The table below shows all 18 algorithms (10 default from `get_default_estimator_specs()` plus 8 additional from `econirl.contrib`).

| Estimator   | Category    | Recovers Params | Recovers Reward | % Optimal | % Transfer | Time   |
|-------------|-------------|:---------------:|:---------------:|----------:|-----------:|-------:|
| **Structural Estimators** | | | | | | |
| NFXP        | Structural  | Yes | Yes |  99.7% |  99.8% |  13.9s |
| CCP         | Structural  | Yes | Yes |  99.7% |  99.8% |  18.6s |
| SEES        | Structural  | Yes | Yes |  99.6% |  99.6% |  28.6s |
| NNES        | Structural  | Yes | Yes |  99.6% |  99.1% |  13.7s |
| **Entropy-Based IRL** | | | | | | |
| MCE IRL     | IRL         | Yes | Yes |  99.7% |  99.7% |  20.6s |
| MaxEnt IRL  | IRL         | No  | Yes |  98.2% |  97.8% |   9.1s |
| Deep MaxEnt | IRL         | No  | Yes |  98.3% |  98.2% |  52.3s |
| BIRL        | IRL         | No  | Yes |  99.5% |  99.5% | 237.8s |
| **Margin-Based IRL** | | | | | | |
| Max Margin  | IRL         | Yes | Yes |  99.3% |  99.3% |  64.8s |
| Max Margin IRL | IRL      | No  | Yes |  31.1% |  34.2% |   0.3s |
| **Distribution Matching** | | | | | | |
| f-IRL       | IRL         | No  | Yes |  99.1% |  99.1% |  44.9s |
| **Neural Estimators** | | | | | | |
| TD-CCP      | Neural      | Yes | Yes |  99.8% |  99.7% |  16.3s |
| GLADIUS     | Neural      | Yes | Yes |  99.6% |  88.7% |   4.2s |
| **Adversarial Methods** | | | | | | |
| GAIL        | Adversarial | No  | No  |  54.3% |  50.9% | 112.9s |
| AIRL        | Adversarial | No  | Yes |  99.4% |  99.5% | 123.0s |
| GCL         | Adversarial | No  | Yes |  92.7% |  95.3% | 166.5s |
| **Inverse Q-Learning** | | | | | | |
| IQ-Learn    | IRL         | No  | Yes |  99.5% |  99.1% |   0.0s |
| **Baseline** | | | | | | |
| BC          | Baseline    | No  | No  |  99.5% |  99.5% |   0.1s |

5-state MDP, 100 agents x 50 periods, seed=42. **% Optimal** = value achieved vs true optimal on training dynamics (baseline-normalized). **% Transfer** = same metric on held-out transition dynamics (same rewards, different wear rates). **Recovers Params** = recovers interpretable structural parameters. **Recovers Reward** = recovers a reward function (enables transfer to new dynamics).

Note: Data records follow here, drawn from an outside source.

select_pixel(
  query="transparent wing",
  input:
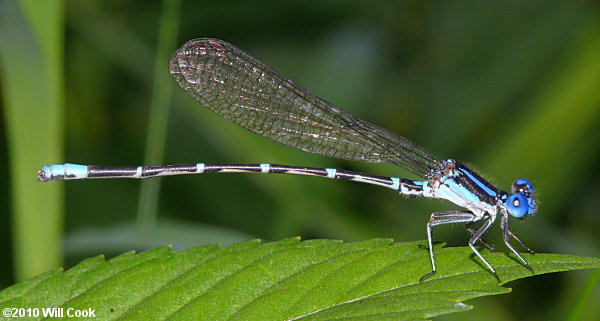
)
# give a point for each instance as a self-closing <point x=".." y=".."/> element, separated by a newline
<point x="247" y="92"/>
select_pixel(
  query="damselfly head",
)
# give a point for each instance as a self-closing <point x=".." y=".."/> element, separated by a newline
<point x="521" y="202"/>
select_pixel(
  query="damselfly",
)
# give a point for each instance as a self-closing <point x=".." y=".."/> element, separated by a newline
<point x="245" y="91"/>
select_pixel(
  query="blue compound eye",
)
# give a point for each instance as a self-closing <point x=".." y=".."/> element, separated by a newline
<point x="517" y="205"/>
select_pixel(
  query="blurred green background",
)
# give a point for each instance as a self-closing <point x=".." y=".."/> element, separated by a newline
<point x="512" y="87"/>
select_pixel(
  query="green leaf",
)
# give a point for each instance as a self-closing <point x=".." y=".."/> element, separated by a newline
<point x="284" y="280"/>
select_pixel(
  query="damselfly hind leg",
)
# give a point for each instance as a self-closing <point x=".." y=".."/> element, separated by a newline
<point x="476" y="236"/>
<point x="481" y="240"/>
<point x="440" y="218"/>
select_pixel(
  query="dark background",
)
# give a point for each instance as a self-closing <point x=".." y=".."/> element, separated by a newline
<point x="507" y="86"/>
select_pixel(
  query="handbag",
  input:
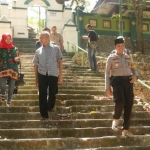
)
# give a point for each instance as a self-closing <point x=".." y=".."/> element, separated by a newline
<point x="93" y="44"/>
<point x="20" y="81"/>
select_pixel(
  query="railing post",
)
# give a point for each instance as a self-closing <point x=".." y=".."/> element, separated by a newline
<point x="68" y="46"/>
<point x="82" y="63"/>
<point x="75" y="51"/>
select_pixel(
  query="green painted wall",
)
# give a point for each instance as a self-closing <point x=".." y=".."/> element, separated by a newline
<point x="129" y="29"/>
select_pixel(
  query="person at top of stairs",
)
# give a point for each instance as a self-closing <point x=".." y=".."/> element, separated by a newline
<point x="57" y="38"/>
<point x="38" y="44"/>
<point x="91" y="37"/>
<point x="9" y="60"/>
<point x="121" y="77"/>
<point x="47" y="61"/>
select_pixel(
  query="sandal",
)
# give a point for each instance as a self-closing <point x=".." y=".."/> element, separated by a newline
<point x="127" y="133"/>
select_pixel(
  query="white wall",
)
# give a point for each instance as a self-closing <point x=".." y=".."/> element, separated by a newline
<point x="55" y="16"/>
<point x="70" y="33"/>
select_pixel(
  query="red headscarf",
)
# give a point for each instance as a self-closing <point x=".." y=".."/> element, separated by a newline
<point x="3" y="43"/>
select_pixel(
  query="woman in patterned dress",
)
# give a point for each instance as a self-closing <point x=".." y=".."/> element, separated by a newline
<point x="9" y="60"/>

![Internal Validity — Policy Execution on Training Dynamics](docs/internal_validity.gif)

![External Validity — Policy Execution on Transfer Dynamics](docs/external_validity.gif)

![Estimated vs True Rewards](docs/reward_heatmaps.png)

## Algorithms

### Structural Estimators

Assume the econometrician knows the model and recover flow utility parameters by maximum likelihood.

| Algorithm | Paper | Method |
|-----------|-------|--------|
| NFXP      | [Rust (1987)](https://doi.org/10.2307/1911259) | Full-solution MLE via nested fixed point |
| CCP       | [Hotz & Miller (1993)](https://doi.org/10.2307/2298122) | Two-step conditional choice probability with NPL iterations |
| SEES      | [Luo & Sang (2024)](https://arxiv.org/abs/2404.12843) | Sieve basis V(s) approximation + penalized joint MLE |
| NNES      | [Nguyen (2025)](https://arxiv.org/abs/2501.14375) | Neural V(s) network (Bellman residual) + structural MLE |

### Entropy-Based IRL

Recover reward functions from demonstrations using maximum entropy or Bayesian principles.

| Algorithm   | Paper | Method |
|-------------|-------|--------|
| MCE IRL     | [Ziebart (2010)](https://www.cs.cmu.edu/~bziebart/publications/thesis-bziebart.pdf) | Maximum causal entropy IRL with soft value iteration |
| MaxEnt IRL  | [Ziebart et al. (2008)](https://cdn.aaai.org/AAAI/2008/AAAI08-227.pdf) | Maximum entropy IRL with state visitation frequencies |
| Deep MaxEnt | [Wulfmeier et al. (2016)](https://arxiv.org/abs/1507.04888) | Neural reward network + MaxEnt feature matching |
| BIRL        | [Ramachandran & Amir (2007)](https://www.ijcai.org/Proceedings/07/Papers/416.pdf) | Bayesian MCMC (Metropolis-Hastings) over reward parameters |

### Margin-Based IRL

Recover rewards by maximizing the margin between expert and non-expert behavior.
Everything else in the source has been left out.